Closed CarlinLiao closed 1 year ago
As a general pattern, the only target y-variable which is reliably available across datasets is the cohort assignment (painstakingly ascertained from all the metadata). Let us focus on that one (note however that there is some vague idea in the works to make it possible to add session-local outcome variable data client-side in the web application).
I will suggest storing the top 1000 cells per sample, in order of importance score. May not need to store the scores themselves, just the priority order. And doing so directly in a new database table. The schema could be as in:
data_analysis_study | histological_structure | importance_order |
---|---|---|
dataset1 ... GNN importance for sample cohort, mm-dd-yyyy ... | 1337 | 1 |
dataset1 ... GNN importance for sample cohort, mm-dd-yyyy ... | 2309 | 2 |
... | ... | ... |
dataset1 ... GNN importance for sample cohort, mm-dd-yyyy ... | 101 | 1000 |
dataset2 ... GNN importance for sample cohort, mm-dd-yyyy ... | 2001 | 1 |
... | ... | .... |
It would be nice to then have a function provided by the db module that reports, for a provided importance-priority threshold, the fraction of such filtered cells as a function of phenotype (either single channel or pre-defined composite) and of sample. (With 1000 maximum stored for each slide, this should be more or less instantaneous to calculate.)
It is reasonable to have a separate function which does the same calculation but for one specific provided combination/composite phenotype (whether or not it is one of the pre-defined combinations).
We'll add a function to the cggnn
module to import importance scores from the CSV output of the cg-gnn
pip library into memory, process them the ordinal format we want to use for the API server, and then pass it along to the db module.
We'll add a function to the db module that creates the new table outlined above.

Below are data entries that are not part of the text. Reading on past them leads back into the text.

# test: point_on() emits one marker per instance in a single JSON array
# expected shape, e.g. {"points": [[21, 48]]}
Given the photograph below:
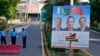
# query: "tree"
{"points": [[8, 8]]}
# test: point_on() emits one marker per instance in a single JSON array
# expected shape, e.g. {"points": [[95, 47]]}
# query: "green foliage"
{"points": [[8, 8]]}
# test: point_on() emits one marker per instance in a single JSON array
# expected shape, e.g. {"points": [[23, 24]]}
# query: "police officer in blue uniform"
{"points": [[3, 36], [13, 36], [24, 35]]}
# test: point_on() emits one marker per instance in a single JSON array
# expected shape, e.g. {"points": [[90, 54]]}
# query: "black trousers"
{"points": [[24, 41], [13, 40], [3, 40]]}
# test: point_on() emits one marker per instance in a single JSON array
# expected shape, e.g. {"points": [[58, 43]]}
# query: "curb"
{"points": [[86, 52]]}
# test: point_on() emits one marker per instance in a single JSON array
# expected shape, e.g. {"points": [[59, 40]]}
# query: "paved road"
{"points": [[34, 47], [94, 47]]}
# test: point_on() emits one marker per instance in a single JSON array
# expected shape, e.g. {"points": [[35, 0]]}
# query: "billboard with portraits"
{"points": [[70, 20]]}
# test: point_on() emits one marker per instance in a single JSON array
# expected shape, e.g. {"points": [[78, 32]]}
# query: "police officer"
{"points": [[13, 36], [24, 35], [3, 36]]}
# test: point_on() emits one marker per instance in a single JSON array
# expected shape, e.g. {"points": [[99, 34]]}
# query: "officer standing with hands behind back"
{"points": [[13, 36], [3, 36]]}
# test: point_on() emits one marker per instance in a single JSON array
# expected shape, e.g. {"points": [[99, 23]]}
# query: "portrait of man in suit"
{"points": [[70, 24], [58, 22], [83, 26]]}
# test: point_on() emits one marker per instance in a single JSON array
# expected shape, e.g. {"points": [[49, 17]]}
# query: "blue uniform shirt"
{"points": [[24, 33], [13, 33], [2, 33]]}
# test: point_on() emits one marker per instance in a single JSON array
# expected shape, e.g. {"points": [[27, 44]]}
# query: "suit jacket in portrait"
{"points": [[86, 29]]}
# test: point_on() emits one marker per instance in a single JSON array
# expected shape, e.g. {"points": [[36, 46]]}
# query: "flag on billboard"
{"points": [[76, 10], [63, 11]]}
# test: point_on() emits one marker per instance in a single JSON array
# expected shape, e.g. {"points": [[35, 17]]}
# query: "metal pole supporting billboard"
{"points": [[70, 42]]}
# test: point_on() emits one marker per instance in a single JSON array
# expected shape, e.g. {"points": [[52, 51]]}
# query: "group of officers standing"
{"points": [[13, 35]]}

I take it since we have the histological_structure we don't need to specify the study they came from?
That is correct! There are actually two ways to recover the study: from the cell identifier ("histological structure") and from the data analysis study. The latter way is more direct.

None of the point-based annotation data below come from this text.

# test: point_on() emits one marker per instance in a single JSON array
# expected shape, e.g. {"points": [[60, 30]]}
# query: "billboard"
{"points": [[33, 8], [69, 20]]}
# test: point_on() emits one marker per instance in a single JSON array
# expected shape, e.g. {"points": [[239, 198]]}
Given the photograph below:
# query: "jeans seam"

(For the above to be true, one needs to create a new data analysis study at the time of importing all this cggnn stuff into the db.)
A thought occurs: interviewers love it when an interviewee has deployed deep learning models in production. While we shouldn't have this hold up SPT publication, it would be nice to look into deploying the GNN on AWS at some point.
That's on the agenda. We will do it in the future with the clinical single-sample SPT deployment with input to GNNs coming from the DeepLIIF/ImPartial output.
I've created a PR in ADI schemas to add the importance order table as defined by Jimmy, but after sketching out the upload process in the mold of db/fractions_transcriber.py
it occurs to me, should we be creating a separate importances table, or just uploading the cell importance orders to the quantitative_feature_value, feature_specification, and feature_specifier tables?
Yes somehow when writing my comments above I forgot that there is already a place for derived feature values just like this... I guess because so far that system is used for sample-level features, but there is nothing restricting the feature subject to be slide/sample. We can use histological structure ID (cell).
I might actually also suggest the mold of (This is not necessary, since the per-cell importances rank is getting computed only once after the gnn workflow. The question of "ondemand" retrieval is separate.)ondemand/proximity.py
rather than fractions_transcriber.py
. Because this also includes a lightweight "task queue" that allows long-running computation to go to the background. The task queue implementation there is nearly generalized to any computed feature, so that could be factored out and re-used.
This would also save us the trouble of updating scstudies
schema with something specific to this workflow.
In that case you can reject the PR for ADI schemas and I'll push the changes I made using the fractions pattern in SPT.
Per in-person discussion, we'll be implementing cg-gnn functionality in the apiserver as follows:
If a user wants to use the full feature suite of the cggnn module, they are advised to install the SPT or cg-gnn packages locally and go from there.
Open items
Implementation is dependent on #162 for API refactor before adding a new feature to the API.